Bugeja sets the scene for his characters both in Malta and abroad, taking the reader to a variety of destinations like France, Britain, Libya, Chile, Florida and California.
This publication, unlike his previous work, Reminiscences of Childhood in Floriana, is a collection of vignettes and snapshots taken from the life experiences of various families. It is, in essence, a memoir, a record of events that portray life’s incidents, accidents and deaths.
The stories all deal with the variety of emotions that makes us human. One such example is Oh My Mama, to Me She Was So Wonderful, where the unexpected conclusion shows life coincidences as a feature of God’s own making.

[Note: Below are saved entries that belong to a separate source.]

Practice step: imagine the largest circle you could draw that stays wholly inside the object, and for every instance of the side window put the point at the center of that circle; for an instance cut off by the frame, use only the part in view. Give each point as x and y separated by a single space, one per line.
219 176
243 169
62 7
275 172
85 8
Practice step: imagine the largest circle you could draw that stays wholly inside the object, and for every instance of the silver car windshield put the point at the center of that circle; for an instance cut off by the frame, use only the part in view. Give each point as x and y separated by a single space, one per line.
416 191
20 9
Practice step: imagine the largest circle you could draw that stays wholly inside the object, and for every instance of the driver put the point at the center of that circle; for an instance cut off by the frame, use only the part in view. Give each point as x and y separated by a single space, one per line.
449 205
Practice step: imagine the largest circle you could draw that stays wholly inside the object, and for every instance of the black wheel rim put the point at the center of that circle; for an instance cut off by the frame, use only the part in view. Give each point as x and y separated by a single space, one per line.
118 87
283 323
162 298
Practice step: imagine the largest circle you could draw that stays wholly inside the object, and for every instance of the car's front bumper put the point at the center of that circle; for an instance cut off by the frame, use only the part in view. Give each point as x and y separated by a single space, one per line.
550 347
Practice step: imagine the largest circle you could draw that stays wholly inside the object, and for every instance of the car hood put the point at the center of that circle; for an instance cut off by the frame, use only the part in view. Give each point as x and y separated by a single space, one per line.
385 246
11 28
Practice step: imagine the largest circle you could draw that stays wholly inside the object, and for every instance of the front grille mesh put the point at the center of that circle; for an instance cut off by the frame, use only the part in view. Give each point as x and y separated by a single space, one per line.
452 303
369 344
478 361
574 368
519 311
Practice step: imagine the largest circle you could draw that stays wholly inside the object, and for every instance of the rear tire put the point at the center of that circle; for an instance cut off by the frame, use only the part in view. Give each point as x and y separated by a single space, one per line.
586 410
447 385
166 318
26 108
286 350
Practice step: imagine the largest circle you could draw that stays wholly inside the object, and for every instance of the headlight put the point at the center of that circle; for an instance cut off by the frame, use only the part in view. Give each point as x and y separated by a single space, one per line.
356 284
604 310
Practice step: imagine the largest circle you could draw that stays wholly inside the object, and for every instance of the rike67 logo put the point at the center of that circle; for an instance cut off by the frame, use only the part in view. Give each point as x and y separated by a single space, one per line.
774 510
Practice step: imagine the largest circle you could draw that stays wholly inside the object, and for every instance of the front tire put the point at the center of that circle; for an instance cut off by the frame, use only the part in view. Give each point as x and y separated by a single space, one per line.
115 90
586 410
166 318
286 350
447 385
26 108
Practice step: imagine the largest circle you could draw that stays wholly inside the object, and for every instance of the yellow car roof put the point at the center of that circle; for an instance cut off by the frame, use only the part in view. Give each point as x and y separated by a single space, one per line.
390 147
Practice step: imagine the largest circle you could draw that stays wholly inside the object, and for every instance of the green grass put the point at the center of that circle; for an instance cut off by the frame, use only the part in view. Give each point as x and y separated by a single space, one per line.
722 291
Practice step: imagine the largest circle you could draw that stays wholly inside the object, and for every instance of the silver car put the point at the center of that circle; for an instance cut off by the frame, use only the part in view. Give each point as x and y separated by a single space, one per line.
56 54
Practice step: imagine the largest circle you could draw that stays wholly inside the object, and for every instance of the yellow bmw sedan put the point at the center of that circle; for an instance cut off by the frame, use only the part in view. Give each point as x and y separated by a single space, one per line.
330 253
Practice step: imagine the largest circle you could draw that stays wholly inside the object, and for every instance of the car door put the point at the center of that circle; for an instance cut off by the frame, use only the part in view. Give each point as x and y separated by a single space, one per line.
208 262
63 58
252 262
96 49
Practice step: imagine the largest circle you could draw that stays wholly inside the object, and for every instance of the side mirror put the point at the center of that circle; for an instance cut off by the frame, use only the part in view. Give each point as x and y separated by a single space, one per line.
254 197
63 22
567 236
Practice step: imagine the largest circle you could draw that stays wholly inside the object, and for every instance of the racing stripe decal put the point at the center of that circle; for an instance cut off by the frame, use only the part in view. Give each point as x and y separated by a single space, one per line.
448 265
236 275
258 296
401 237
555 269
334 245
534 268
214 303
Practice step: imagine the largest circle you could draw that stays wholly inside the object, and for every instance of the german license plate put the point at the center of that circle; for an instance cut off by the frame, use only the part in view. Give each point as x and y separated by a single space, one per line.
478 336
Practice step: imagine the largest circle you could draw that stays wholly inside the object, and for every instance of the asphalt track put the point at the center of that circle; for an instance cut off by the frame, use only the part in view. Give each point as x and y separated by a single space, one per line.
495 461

The Valletta setting in Those Were the Days, My Friend captures the fun of young men and women in the early 1950s, while Love is a Many Splendoured Thing will make readers recall their own love life, an individualistic experience that nonetheless brings with it universal emotions.
“In short, readers will discover unexpected personal resemblances and similar reminiscences. They will see that, despite the uniqueness of each story, they too have come across similar situations in their own life.”
The author believes that human life is subject to the contradictory pulls of tragedy and comedy, both being universal combinations that affect man’s life on Earth. Each of Bugeja’s anecdotes seeks to underline this truism.
Readers will discover unexpected personal resemblances and similar reminiscences
The author weaves together a series of events that are all based on real life, peppered with a dash of imaginative fiction that can be both intensely dramatic and highly emotional. Occasionally, Bugeja interjects comic episodes in the life of his characters, episodes that he says are true life encounters and that are intended to provide light relief from the tension of previous emotional narrations.
“Stories like the adventure of two teachers in Gaddafi’s Jamahiriya, Only in Libya, will certainly elicit some smiles, as will the situations described in A Distorted Portrait of an Eccentric Family.
In his stories, Bugeja also seeks to show how man is subject to superior forces such as coincidence, destiny, fortune, misfortune and even providence. The misadventures encountered by the characters in the book are a representation of this belief, with every character exploring human behaviour in order to offer insights into what Bugeja calls the human predicament.
“The predicament arises in a universe that is sometimes friendly, sometimes hostile, but often indifferent. A book of short stories is generally totally fictitious; mine is based on real episodes coloured by imagination drawn from previous knowledge. The element of truth pervades the stories, hence the title.”